Le problème, selon différents experts, réside plutôt dans la difficulté de faire correspondre les demandeurs d’emploi avec les entreprises qui recrutent. Or, quand bien même un nombre croissant de sociétés recourent à des outils algorithmiques dans leur processus de recrutement, ces machines ne sont pas l’assurance de réussir à trouver les profils « cachés », moins connus, moins similaires aux personnes déjà employées dans la société.
Au contraire, selon un récent travail du projet Fairness and Intersectional Non-Discrimination in Human Recommandation (FINDHR, un programme européen dédié au développement de méthodes pour éviter les discriminations dans les systèmes de recrutements), l'usage croissant d’Applicant Tracking Systems (ATS, Outils de suivi des candidatures, OSC, en français) « crée de sérieuses inquiétudes sur la possibilité que des candidats soient éliminés en raison de caractéristiques liées à leur identité plutôt qu’aux besoins de l’emploi ».
De fait, constate le FINDHR dans son rapport intitulé « Assurer l’intelligence humaine dans les outils de recrutement par intelligence artificielle », ces machines tendent à ne pas faire correspondre les profils des travailleurs diplômés « cachés », notamment des femmes et des personnes immigrées, avec les offres disponibles. « Sans vérification, ces systèmes peuvent amplifier les biais et nettement réduire le bassin de travailleurs envisagé pour une liste toujours plus longue de postes à pourvoir. »
Une problématique sociale avant d’être technique
Comme souvent dans le cas de biais discriminants, le FINDHR relève que les problématiques techniques consistent en une reproduction et une exagération de problématiques préexistantes.
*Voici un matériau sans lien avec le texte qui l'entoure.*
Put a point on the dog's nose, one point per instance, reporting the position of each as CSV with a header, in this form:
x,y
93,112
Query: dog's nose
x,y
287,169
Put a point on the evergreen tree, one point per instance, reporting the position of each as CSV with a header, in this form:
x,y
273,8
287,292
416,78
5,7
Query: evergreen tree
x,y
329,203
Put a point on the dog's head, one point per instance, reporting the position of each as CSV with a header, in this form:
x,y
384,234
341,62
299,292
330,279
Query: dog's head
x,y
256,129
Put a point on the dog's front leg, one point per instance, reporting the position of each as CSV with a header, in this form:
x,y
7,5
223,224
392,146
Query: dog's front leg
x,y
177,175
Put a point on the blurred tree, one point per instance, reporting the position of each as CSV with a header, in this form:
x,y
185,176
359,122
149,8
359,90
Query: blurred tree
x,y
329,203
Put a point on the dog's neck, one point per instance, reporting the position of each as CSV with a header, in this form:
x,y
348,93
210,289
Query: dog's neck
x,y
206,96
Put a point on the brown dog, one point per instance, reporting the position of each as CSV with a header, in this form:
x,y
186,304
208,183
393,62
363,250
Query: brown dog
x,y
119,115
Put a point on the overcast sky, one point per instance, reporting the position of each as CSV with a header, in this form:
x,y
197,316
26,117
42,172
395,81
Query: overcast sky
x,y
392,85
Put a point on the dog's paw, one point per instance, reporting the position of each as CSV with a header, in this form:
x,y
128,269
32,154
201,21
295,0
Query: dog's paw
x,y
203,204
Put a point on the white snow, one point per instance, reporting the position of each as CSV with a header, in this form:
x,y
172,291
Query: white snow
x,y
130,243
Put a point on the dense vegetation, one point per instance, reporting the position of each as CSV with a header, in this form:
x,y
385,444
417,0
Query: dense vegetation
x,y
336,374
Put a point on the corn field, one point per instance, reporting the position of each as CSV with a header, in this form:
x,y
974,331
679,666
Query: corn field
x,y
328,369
Ainsi, sans même parler de l’expansion des OSC dans les processus de recrutement, le FINDHR relève que certains sous-groupes de population sont surreprésentés dans les secteurs présentant des surplus de force de travail, et sous-représentées dans celles en pénurie.
Si les femmes comptaient pour 46 % de l’ensemble des travailleurs dans l’Union européenne en 2021, elles n’étaient aussi que 34 % des plus de 38 millions de personnes employés dans les secteurs en tension, comme celui de l’ingénierie informatique, indique par exemple le FINDHR. En revanche, elles comptent pour 62 % des employés des secteurs les plus excédentaires, parmi lesquels celui des employés de bureau.
De même, les processus de recrutement sont très majoritairement conduits par des équipes issues des pays concernées, et tendent à chercher des profils qui correspondent aux effectifs déjà présents dans les entreprises. Ce faisant, ils « tendent à exclure, de fait, les femmes immigrées, que ce soit sur la foi d’un nom à consonance étrangère ou à cause de leurs expériences de travail à l’international ».
Outre ce déséquilibre initial, « les pratiques d’embauches les plus répandues, y compris celles recourant à des outils algorithmiques, éliminent de nombreux candidats qualifiés et restreignent artificiellement le vivier de personnes prises en compte par les entreprises, ce qui revient à “cacher” des travailleurs potentiels », indique le document.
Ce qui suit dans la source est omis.